Tenho lido regularmente os seus textos publicados sobre as autarquias, os gastos que fazem, as reclamações, exigências e choradinhos dos autarcas. Além disso, muito aprecio a forma como escreve, com rigor e humor.
Apesar de ser autarca, cada vez mais acho que os seus escritos são importantes, actuais, incisivos e para serem levados a sério.
Muitos autarcas – a larga maioria dos que conheço, que vão desde o PSD à CDU, passando pelo PS – tem preferido a via fácil de aplicar os dinheiros recebidos em obra que gera votos.
Há excepções, bem o sabemos, infelizmente poucas. Mas, em geral, todos fizeram “inchar” os seus pequenos feudos e têm assegurado reeleições sucessivas.
Mesmo a CCDR (que gere em Lisboa o bolo financeiro que é repartido pelas autarquias da nossa região) vangloria-se da elevada execução dos quadros comunitários de apoio. Quantidade nunca foi sinónimo de qualidade.
O que é preciso é que se gaste depressa e muito. Gastar “bem”, com qualidade e utilidade, à escala do concelho, com critério de auto-sustentabilidade, com planeamento de necessidades efectivas, percebendo as vantagens e inconvenientes, a relação custo-benefício para as comunidades, são características muito relativas. Como resultado, há equipamento que se têm replicado como cogumelos, conduzindo as autarquias para a asfixia.
Os autarcas defendem-se alegando que a melhor avaliação do seu trabalho são os votos do povo e que se este os reelege é porque houve satisfação de necessidades. O cliente satisfeito é fundamental, nas modernas teorias da qualidade.
Há coisas que não se devem dizer, do género “o povo não é clarividente e deixa-se comprar” ou “o povo quer é pão e circo” ou ainda que “o povo não sabe decidir porque não é maioritariamente esclarecido”. Dizer isto cai mal – mas é genericamente verdade (pronto, lá se foram muitos dos eleitores que votaram no projecto que sustentei no ano passado).
As pessoas vivem indiferentes aos milhares de rotundas do país, às centenas de Estádios Municipais e piscinas, aos incontáveis espaços pedonais e de lazer, aos equipamentos culturais cheios do vazio de formação e programação, às centenas de festas gastronómicas e tradicionais dos seus concelhos (todas decalcadas umas das outras), às rotundas com oliveiras replantadas, aos campos de futebol (e de basebol?!?), à festa e farronca contínua. O Estado até dá o exemplo, com os Estádios do Euro, o aeroporto da OTA, o projecto do TGV e outras ambições similares.

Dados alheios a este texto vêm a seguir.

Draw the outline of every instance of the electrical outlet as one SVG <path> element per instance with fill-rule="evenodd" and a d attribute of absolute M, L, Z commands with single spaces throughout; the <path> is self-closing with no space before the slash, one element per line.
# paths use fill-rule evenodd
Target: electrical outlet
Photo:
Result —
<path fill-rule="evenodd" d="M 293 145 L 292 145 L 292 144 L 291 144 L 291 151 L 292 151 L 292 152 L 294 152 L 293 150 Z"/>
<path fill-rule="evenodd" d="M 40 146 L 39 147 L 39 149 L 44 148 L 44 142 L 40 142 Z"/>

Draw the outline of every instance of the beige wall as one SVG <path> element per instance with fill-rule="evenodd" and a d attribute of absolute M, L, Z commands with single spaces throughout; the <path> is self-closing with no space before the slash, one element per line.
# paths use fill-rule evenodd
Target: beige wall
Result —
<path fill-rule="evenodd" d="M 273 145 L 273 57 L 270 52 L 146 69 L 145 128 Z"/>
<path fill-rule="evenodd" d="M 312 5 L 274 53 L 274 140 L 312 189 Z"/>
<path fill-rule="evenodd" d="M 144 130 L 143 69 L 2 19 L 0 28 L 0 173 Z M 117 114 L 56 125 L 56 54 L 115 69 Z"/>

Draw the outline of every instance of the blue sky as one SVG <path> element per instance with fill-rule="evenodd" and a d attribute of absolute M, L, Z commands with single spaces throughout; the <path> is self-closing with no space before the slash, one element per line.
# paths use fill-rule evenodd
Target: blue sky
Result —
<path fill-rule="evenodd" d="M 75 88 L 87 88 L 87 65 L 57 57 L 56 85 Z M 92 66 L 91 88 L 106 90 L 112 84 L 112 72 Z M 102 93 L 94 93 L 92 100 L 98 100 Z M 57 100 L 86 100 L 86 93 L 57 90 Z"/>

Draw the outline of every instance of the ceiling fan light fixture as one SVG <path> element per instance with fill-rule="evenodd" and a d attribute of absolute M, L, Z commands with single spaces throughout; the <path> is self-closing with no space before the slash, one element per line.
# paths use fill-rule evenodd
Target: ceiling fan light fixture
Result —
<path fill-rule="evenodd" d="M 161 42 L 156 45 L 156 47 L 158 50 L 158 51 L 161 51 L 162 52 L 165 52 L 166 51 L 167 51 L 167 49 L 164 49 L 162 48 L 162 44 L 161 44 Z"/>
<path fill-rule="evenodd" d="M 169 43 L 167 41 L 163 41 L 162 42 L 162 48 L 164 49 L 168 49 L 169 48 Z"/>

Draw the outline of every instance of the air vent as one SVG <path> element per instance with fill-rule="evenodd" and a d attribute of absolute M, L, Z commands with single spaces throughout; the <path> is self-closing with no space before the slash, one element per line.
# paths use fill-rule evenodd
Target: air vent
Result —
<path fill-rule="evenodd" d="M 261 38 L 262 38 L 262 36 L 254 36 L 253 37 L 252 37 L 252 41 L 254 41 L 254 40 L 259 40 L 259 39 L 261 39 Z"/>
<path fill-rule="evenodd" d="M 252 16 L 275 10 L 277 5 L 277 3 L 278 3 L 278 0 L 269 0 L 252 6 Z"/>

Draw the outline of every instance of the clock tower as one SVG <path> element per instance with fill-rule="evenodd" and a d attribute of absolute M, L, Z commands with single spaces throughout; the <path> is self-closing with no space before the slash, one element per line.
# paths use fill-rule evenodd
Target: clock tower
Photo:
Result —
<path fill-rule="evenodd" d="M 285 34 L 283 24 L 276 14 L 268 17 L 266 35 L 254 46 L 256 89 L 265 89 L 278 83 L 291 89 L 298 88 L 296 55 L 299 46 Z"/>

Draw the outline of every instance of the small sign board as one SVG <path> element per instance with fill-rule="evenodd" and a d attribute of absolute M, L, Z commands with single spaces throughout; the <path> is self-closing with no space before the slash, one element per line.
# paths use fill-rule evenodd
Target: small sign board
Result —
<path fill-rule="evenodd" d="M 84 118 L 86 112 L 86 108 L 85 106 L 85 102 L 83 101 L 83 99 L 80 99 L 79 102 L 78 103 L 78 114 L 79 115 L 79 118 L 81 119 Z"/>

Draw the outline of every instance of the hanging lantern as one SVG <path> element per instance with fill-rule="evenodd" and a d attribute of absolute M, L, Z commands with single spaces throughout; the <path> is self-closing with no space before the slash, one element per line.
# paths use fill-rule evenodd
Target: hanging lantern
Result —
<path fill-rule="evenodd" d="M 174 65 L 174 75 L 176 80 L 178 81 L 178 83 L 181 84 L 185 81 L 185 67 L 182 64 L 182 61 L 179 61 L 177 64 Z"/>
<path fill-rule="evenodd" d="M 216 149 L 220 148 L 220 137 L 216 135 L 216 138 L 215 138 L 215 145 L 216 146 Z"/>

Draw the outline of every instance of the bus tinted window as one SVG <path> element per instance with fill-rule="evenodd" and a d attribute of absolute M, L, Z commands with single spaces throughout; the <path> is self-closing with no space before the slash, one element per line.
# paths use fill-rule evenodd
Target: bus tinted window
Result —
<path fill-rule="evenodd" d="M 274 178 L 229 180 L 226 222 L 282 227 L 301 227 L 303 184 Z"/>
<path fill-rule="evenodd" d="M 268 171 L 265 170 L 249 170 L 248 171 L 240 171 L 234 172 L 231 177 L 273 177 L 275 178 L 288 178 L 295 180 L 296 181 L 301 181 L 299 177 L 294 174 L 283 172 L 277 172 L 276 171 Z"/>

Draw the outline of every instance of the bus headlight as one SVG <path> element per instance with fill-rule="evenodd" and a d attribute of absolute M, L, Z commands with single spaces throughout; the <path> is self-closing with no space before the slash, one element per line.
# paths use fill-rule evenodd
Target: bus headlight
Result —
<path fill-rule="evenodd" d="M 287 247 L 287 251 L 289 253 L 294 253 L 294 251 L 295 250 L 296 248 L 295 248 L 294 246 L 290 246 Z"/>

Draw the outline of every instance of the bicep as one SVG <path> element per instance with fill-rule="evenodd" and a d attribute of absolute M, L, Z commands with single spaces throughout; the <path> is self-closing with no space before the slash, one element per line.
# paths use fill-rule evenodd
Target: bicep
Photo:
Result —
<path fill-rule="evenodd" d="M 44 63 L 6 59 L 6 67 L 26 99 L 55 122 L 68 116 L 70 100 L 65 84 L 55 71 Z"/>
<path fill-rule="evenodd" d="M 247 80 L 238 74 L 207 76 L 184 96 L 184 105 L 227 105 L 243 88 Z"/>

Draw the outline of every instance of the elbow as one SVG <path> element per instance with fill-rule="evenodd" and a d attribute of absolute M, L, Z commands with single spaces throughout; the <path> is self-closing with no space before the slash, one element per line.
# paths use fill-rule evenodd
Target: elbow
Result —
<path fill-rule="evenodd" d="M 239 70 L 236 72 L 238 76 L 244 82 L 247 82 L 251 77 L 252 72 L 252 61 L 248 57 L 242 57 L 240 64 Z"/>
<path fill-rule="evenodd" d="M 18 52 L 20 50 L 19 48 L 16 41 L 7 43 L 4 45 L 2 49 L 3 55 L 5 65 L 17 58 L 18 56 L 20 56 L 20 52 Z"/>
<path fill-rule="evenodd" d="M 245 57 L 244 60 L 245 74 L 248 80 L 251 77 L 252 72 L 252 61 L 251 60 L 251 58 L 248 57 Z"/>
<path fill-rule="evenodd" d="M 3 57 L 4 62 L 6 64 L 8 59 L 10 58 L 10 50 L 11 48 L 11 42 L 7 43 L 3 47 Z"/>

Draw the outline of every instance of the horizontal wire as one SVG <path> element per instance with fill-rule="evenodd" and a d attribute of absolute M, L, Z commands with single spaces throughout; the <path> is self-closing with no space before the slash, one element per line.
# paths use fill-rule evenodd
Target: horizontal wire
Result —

Conheço presidentes de Junta cuja actividade anual se resume a manterem os cemitérios das suas terras abertos em horário prolongado, pagar o almoço anual aos velhinhos reformados e umas excursões à praia para os mais carenciados. Escusado será dizer que ganham todos eleições.
Em geral, as pessoas gostam de viver acima das posses e preferem pensar que o dinheiro gasto nessas obras não era seu – era do Estado. Nem elas sabem o que é essa coisa a que chama “Estado” e qual o papel do cidadão nele. Para todos os efeitos, era dinheiro do Estado e, “se não fosse para ali canalizado, provavelmente era estragado em coisas inúteis fora da nossa terra”.
Na realidade, todas estas obras são financiadas com impostos directos e indirectos cobrados junto de cada um de nós, projectando para o futuro milhões de euros (milhões de contos) de despesas correntes e, por isso, partilhando com os cidadãos a responsabilidade da sua execução.
Algumas dessas obras – nem todas! - são importantes mas não podem ser exclusivas.
Onde estão os investimentos reprodutivos, aqueles que geram riqueza, criam postos de trabalho, garantem estabilidade social, asseguram a sustentabilidade dos outros projectos (aqueles que só geram a tal despesa)? Como tem sido assegurada a sustentabilidade de longo prazo dos concelhos do interior? Em geral, de modo muito deficiente porque essa não é uma verdadeira preocupação de muitos autarcas, tolhidos pela obsessão de querem ficar nas histórias locais como grandes obreiros.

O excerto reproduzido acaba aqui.